Applying financial rules to energy companies will hurt consumers and reduce the industry’s competitiveness, argues Paul Dawson.
Paul Dawson is the chairman of the European Federation of Energy Traders (EFET).
When we think about energy or industrial companies, or even local municipalities, rarely do we associate them with banks or other financial institutions. However, this is exactly what the European Securities and Markets Authority (ESMA) and the European Commission are currently considering as they set out ways of implementing wide-ranging financial legislation.
This past September represents the seventh anniversary of Lehmann Brothers’ collapse. Today, ESMA and the Commission will be putting the finishing touches to the implementing measures under the revised Markets in Financial Instruments Directive (MiFID II); one of the key elements of the package designed to address the underlying causes of the financial collapse. It is therefore a good time to reflect on the reforms and whether they will indeed provide the ‘cure’ for the financial market, or rather achieve a pyrrhic victory at the cost of killing the real economy.
MIFID II includes exemptions for companies whose energy trading activity is “ancillary” to their main industrial and commercial business. The exemption currently proposed by ESMA, however, renders the scale of a company’s asset base and primary industrial and commercial business irrelevant. As a result the regulation’s original intent is severely undermined because energy and other real economy companies will be subject to the requirements that apply to investment banks.
The differences are clear, as are the consequences. Unlike banks and other financial institutions, energy companies take no deposits from private clients, are not suppliers of credit and are not excessively leveraged. They deal only with professional counterparties in the wholesale market and pose no risk to financial market stability. There is no question that greater oversight of financial markets is needed. It should be borne in mind, however, that energy markets are already subject to rigorous oversight at the EU level and the full range of financial market rules. As such, no ‘level playing field’ needs to be achieved.
Failing to consider the industrial and commercial business and corresponding asset base in designing secondary legislation under MiFID II will inadvertently damage the structure and liquidity of Europe’s energy markets. Many producers and suppliers of energy, including some medium-sized utilities, would either be treated as if they were banks, subject to higher trading costs and onerous capital requirements, or forced to reduce substantially their activity in the market.
It is clear that a reduction in market liquidity and a decrease of competition in Europe’s energy markets would ensue. That, in turn would increase the burden on the energy sector and corresponding costs and risks to business and residential energy consumers to the tune of tens of billions of Euros. Recent industry calculations concluded that these costs would amount to €6.8bn per year for every percentage increase in final prices of electricity and gas and €12bn for every additional hour that supply is expected not to meet demand, causing a blackout.
Adopting proposals that would inflict significant additional costs on the European economy and harm the EU’s competitiveness would be in stark contrast with some of the key policy objectives of the Commission.

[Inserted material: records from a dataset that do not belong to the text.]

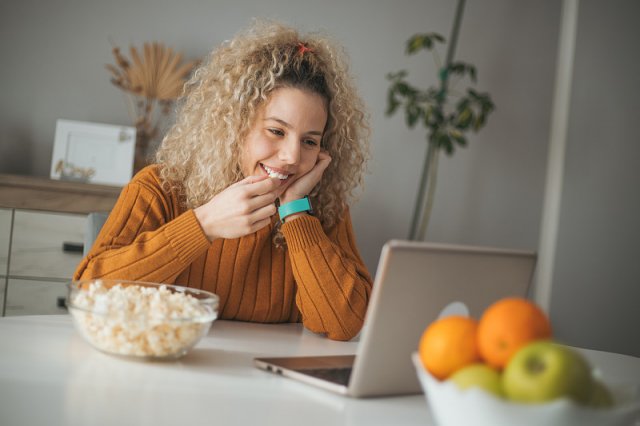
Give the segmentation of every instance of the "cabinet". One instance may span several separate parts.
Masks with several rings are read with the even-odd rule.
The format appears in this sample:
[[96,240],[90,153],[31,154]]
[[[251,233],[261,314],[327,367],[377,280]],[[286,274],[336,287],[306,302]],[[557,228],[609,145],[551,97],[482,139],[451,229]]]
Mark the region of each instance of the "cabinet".
[[58,213],[110,211],[122,188],[0,174],[0,207]]
[[81,243],[86,215],[13,210],[9,230],[4,315],[64,313],[66,283],[82,260],[63,250]]
[[67,282],[8,278],[4,315],[66,314]]
[[0,315],[65,313],[82,260],[87,213],[109,211],[121,188],[0,175]]

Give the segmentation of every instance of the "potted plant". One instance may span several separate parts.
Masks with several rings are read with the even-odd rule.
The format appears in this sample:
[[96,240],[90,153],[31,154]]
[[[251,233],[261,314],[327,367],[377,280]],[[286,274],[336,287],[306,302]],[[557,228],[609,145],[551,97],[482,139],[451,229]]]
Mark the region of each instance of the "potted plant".
[[489,94],[470,87],[461,93],[456,90],[452,81],[452,77],[460,81],[468,78],[472,83],[477,79],[475,66],[453,59],[464,3],[465,0],[459,0],[456,8],[444,64],[438,64],[436,55],[436,45],[446,41],[442,35],[433,32],[415,34],[407,41],[406,53],[409,55],[421,50],[432,53],[439,68],[437,87],[420,89],[411,85],[407,81],[408,73],[405,70],[387,75],[391,85],[386,114],[391,116],[398,110],[404,110],[410,128],[420,124],[427,130],[426,157],[409,231],[409,239],[412,240],[424,240],[427,231],[435,196],[440,152],[444,150],[446,154],[452,155],[456,147],[467,146],[466,134],[480,130],[495,108]]

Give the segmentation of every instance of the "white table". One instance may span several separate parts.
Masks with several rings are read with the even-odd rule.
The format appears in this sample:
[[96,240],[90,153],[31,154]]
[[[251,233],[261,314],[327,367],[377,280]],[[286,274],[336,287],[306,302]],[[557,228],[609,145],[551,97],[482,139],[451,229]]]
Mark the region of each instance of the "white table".
[[[253,367],[256,356],[353,354],[299,324],[214,322],[176,362],[105,355],[66,315],[0,319],[2,425],[432,425],[423,395],[351,399]],[[614,381],[640,359],[584,351]]]
[[356,400],[253,367],[256,356],[353,354],[300,324],[216,321],[176,362],[129,361],[66,315],[0,319],[1,425],[429,425],[423,395]]

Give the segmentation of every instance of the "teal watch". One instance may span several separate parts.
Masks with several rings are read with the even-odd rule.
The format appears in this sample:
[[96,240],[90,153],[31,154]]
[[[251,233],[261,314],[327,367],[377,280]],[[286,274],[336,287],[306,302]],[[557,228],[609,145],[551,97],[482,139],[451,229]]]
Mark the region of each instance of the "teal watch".
[[284,219],[287,216],[291,216],[292,214],[307,212],[309,214],[313,214],[313,209],[311,208],[311,201],[309,201],[309,197],[300,198],[299,200],[289,201],[286,204],[278,207],[278,214],[280,215],[280,220],[284,223]]

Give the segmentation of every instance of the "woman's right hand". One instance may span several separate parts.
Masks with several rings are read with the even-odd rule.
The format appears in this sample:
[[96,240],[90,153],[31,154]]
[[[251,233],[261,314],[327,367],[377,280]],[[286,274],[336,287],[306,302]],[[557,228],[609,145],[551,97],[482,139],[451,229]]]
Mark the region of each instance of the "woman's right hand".
[[240,238],[267,226],[276,213],[280,179],[249,176],[194,209],[209,241]]

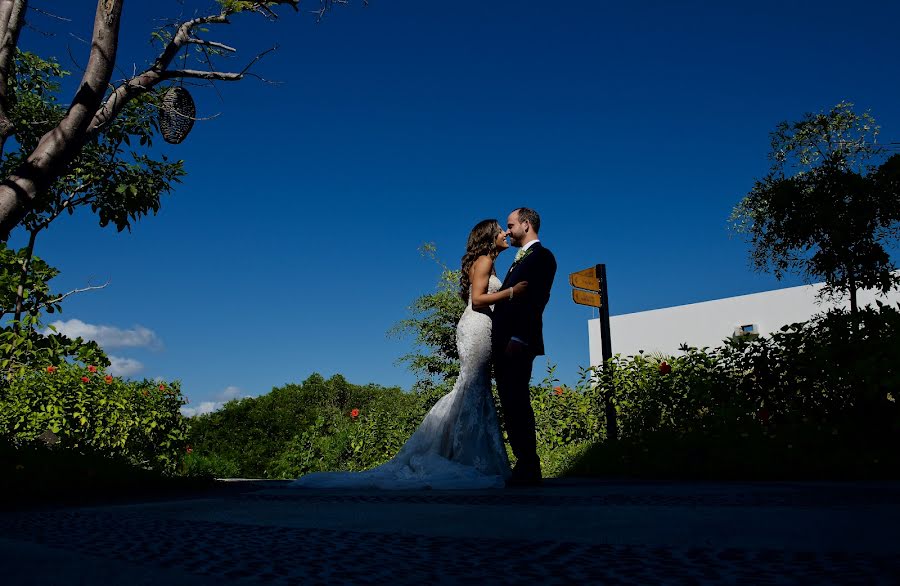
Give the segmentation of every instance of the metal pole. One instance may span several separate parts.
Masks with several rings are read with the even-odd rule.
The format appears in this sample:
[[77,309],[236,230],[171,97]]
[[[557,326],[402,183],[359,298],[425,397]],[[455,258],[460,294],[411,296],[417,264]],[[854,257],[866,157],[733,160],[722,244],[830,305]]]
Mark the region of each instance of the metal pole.
[[606,290],[606,265],[597,265],[597,279],[600,280],[600,352],[603,362],[612,358],[612,340],[609,339],[609,292]]
[[[612,340],[609,337],[609,291],[606,288],[606,265],[597,265],[597,279],[600,281],[600,353],[603,356],[603,370],[607,369],[606,361],[612,358]],[[606,378],[606,377],[604,377]],[[616,407],[613,403],[615,388],[612,380],[603,392],[603,411],[606,415],[606,440],[616,442],[619,439],[619,422],[616,419]]]

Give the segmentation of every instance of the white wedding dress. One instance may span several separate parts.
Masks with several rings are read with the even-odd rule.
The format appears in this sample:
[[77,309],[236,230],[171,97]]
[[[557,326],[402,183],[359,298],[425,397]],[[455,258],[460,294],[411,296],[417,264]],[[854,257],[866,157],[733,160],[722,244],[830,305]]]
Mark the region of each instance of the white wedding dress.
[[[500,289],[491,275],[488,291]],[[472,309],[456,326],[460,373],[400,451],[362,472],[314,472],[291,483],[308,488],[502,488],[509,460],[491,396],[491,318]]]

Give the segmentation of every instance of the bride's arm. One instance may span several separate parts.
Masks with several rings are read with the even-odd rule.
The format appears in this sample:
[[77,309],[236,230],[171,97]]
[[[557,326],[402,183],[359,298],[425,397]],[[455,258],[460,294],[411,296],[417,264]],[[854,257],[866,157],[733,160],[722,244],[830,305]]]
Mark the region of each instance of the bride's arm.
[[488,306],[501,301],[507,301],[516,295],[523,295],[528,286],[526,281],[516,283],[510,296],[510,288],[501,289],[496,293],[488,293],[488,281],[491,279],[491,268],[494,261],[490,257],[482,256],[472,263],[469,270],[469,281],[472,283],[472,309],[487,309]]

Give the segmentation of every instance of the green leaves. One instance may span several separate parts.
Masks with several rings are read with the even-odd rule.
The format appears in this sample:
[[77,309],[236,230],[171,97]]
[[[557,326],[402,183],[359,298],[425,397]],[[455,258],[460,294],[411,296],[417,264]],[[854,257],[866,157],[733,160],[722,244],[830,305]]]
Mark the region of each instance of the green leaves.
[[413,338],[414,351],[400,362],[416,373],[416,390],[425,392],[452,384],[459,375],[456,323],[466,304],[459,297],[459,271],[438,260],[433,244],[423,245],[420,251],[441,267],[436,290],[415,299],[408,308],[409,317],[391,328],[388,335]]
[[160,46],[165,47],[171,40],[172,31],[167,28],[160,28],[150,33],[151,44],[158,43]]
[[898,284],[887,251],[900,223],[900,157],[883,160],[874,118],[852,106],[779,124],[772,168],[731,222],[748,238],[757,270],[822,279],[825,295],[849,293],[855,310],[857,289]]
[[[108,366],[109,360],[96,342],[81,338],[72,340],[55,328],[42,332],[44,311],[55,313],[61,306],[59,295],[49,281],[59,271],[38,257],[31,257],[29,271],[22,279],[26,262],[26,248],[15,251],[0,243],[0,315],[14,314],[19,287],[22,287],[22,314],[19,321],[10,321],[0,328],[0,370],[5,379],[22,376],[27,370],[67,361]],[[2,383],[0,383],[2,384]]]
[[891,395],[900,384],[900,311],[890,306],[682,350],[676,357],[617,355],[597,373],[597,389],[612,391],[622,438],[848,421],[888,433],[900,420]]
[[418,396],[399,388],[314,374],[192,418],[188,462],[198,470],[221,466],[217,476],[293,478],[316,470],[361,470],[393,456],[423,415]]
[[245,10],[257,10],[259,4],[273,5],[273,2],[251,2],[247,0],[216,0],[222,7],[222,12],[226,14],[235,14]]
[[[87,382],[84,381],[87,379]],[[187,422],[179,409],[179,383],[107,377],[102,368],[61,363],[29,368],[0,388],[0,438],[18,448],[46,443],[54,449],[121,458],[174,473]]]
[[[161,34],[161,33],[160,33]],[[31,53],[16,54],[17,75],[11,88],[10,119],[16,126],[18,150],[4,153],[0,168],[9,174],[54,128],[66,109],[57,101],[61,80],[68,73],[54,60]],[[162,89],[131,99],[100,134],[79,151],[75,160],[45,193],[38,195],[23,224],[39,231],[63,212],[89,208],[101,227],[118,231],[159,211],[160,198],[185,175],[183,161],[151,157],[159,131],[157,112]]]

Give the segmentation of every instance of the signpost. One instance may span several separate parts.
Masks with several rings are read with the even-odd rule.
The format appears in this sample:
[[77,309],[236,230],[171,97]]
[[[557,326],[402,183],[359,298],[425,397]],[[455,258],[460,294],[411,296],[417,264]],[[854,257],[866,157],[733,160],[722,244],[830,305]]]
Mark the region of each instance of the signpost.
[[[600,352],[603,356],[603,368],[612,358],[612,341],[609,339],[609,292],[606,289],[606,265],[598,264],[583,271],[571,273],[569,284],[572,289],[572,300],[579,305],[587,305],[600,309]],[[619,436],[616,408],[612,401],[613,388],[606,388],[602,394],[603,410],[606,414],[606,437],[616,441]]]
[[572,301],[579,305],[600,309],[600,351],[603,362],[612,358],[612,342],[609,339],[609,296],[606,289],[606,265],[599,264],[583,271],[569,274]]

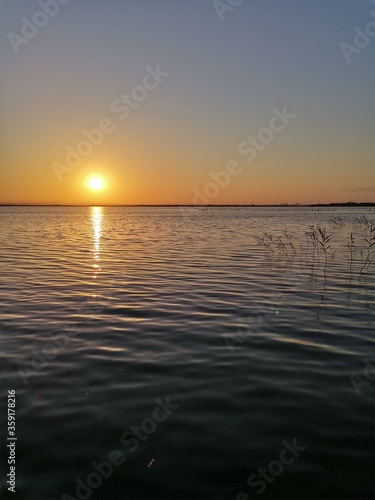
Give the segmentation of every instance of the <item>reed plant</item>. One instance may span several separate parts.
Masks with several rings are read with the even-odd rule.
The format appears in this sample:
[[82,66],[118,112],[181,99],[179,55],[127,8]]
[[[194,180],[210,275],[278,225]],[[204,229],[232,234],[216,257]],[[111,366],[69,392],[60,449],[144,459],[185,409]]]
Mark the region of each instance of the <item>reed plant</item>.
[[[341,225],[342,219],[337,217],[331,219],[335,225]],[[375,224],[370,223],[366,216],[356,217],[354,219],[356,225],[362,228],[366,227],[366,236],[362,240],[356,239],[353,232],[347,238],[344,246],[344,252],[347,255],[347,262],[349,264],[350,279],[352,274],[357,268],[360,274],[368,272],[371,265],[375,262]],[[273,256],[279,257],[295,257],[297,255],[297,245],[294,243],[293,235],[287,229],[281,231],[281,235],[273,235],[264,232],[262,236],[257,237],[258,244],[263,245]],[[300,254],[306,259],[306,264],[310,262],[311,268],[314,270],[320,269],[324,277],[326,277],[329,263],[333,262],[336,258],[337,248],[333,248],[332,239],[333,232],[320,225],[311,225],[305,232],[306,245],[300,244]],[[342,250],[339,250],[341,254]],[[314,273],[315,274],[315,273]]]
[[375,255],[375,224],[368,224],[368,232],[365,237],[365,246],[364,246],[364,252],[363,252],[363,264],[361,268],[361,274],[365,271],[368,270],[370,265],[372,264],[374,260],[374,255]]

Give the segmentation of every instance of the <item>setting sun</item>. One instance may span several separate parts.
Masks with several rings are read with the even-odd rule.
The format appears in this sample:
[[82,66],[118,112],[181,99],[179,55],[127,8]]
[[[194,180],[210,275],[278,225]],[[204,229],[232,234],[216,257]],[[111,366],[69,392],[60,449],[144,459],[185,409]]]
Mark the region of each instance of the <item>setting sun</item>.
[[107,181],[102,175],[92,174],[85,180],[85,186],[89,191],[99,192],[106,188]]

They would come in addition to another recent ESMA proposal – to remove the hedge exclusion under the EMIR regulation – that would cost European business some €200bn. Indeed, a similar order of magnitude to the EU’s flagship European Fund for Strategic Investments…
The EU’s Better Regulation Agenda should ensure that any new proposals “meet policy goals at minimum cost and deliver maximum benefits to citizens, businesses and workers while avoiding all unnecessary regulatory burdens […] allowing the EU to ensure its competitiveness in the global economy”. The Energy Union should drive down energy costs, complete the internal energy market and reduce greenhouse gas emissions. It is difficult to see how the current proposals would contribute to these important EU policy goals.
It is not surprising that questions about the current approach have been raised by the governments of Germany, France and the United Kingdom as well as by national energy regulators. All stress that a company’s physical or commercial activity should be taken into account – the so-called ‘capital employed test’ – when determining eligibility for an exemption of MIFID licensing. The consequences might otherwise be dire not only for the energy sector, but also for the real economy and Europe’s competitiveness.
We call on European regulators to adopt the capital employed test to avert any unintended consequences, while ensuring that energy markets remain efficient and open to competition for the benefit of European businesses and consumers.